ADZY86

SparkPoints
 

2. To not feel like I am too fat for love

Wednesday, October 02, 2013

I hardly even love myself sometimes. I'm generally a happy person, don't get me wrong. I can't really complain. I have great friends, a great job with great prospects, a great life on the whole. But I feel like I mask a lot of how I truly feel about myself. I'm pretty sure that only my very best friend, AA, really knows how I feel about myself, and I don’t like to tell him too much because it makes him sad and he just doesn’t understand why I feel the way I do.

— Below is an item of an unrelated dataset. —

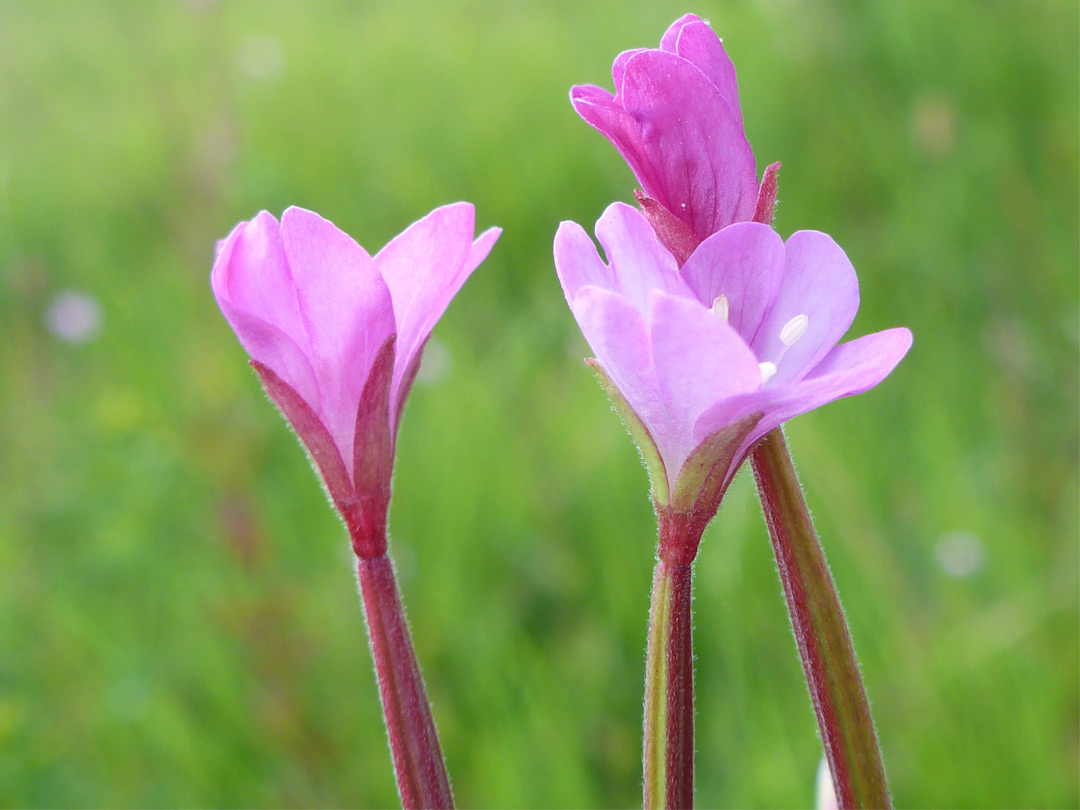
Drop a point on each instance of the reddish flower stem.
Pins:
(669, 691)
(414, 742)
(821, 633)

I know that if someone really loves you, it matters not what your size or weight is. I totally get that. But on the other hand, I can't expect someone to look at me and say "she is beautiful, she is amazing" if I don’t feel like that about myself. It's to the point where even when I hear it, I find it hard to believe. MANY times it has crossed my mind that the person is joking, or it's some kind of bet between him and his friends (yes, I have honestly thought this).

I just haven’t had a time in my life where I've felt good enough in myself to be in a relationship. Even with my most recent boyfriend, who I was with for many years and he was 'definitely' the guy I was going to marry, he ended up cheating on me so I ended it in January this year. But you know what the first thing I thought was? 'How slim/hot was she?' That's horrible isn't it!? But I'm just being honest. Don't worry, I'm over it now (pretty much) and I will never, ever tolerate anyone disrespecting me enough to sleep with someone else (I'm also sure he did it more than once). But that's how I felt. It was almost a 'relief' to know I was right in my thinking, that I'm too fat for anyone to really want to be with properly and faithfully.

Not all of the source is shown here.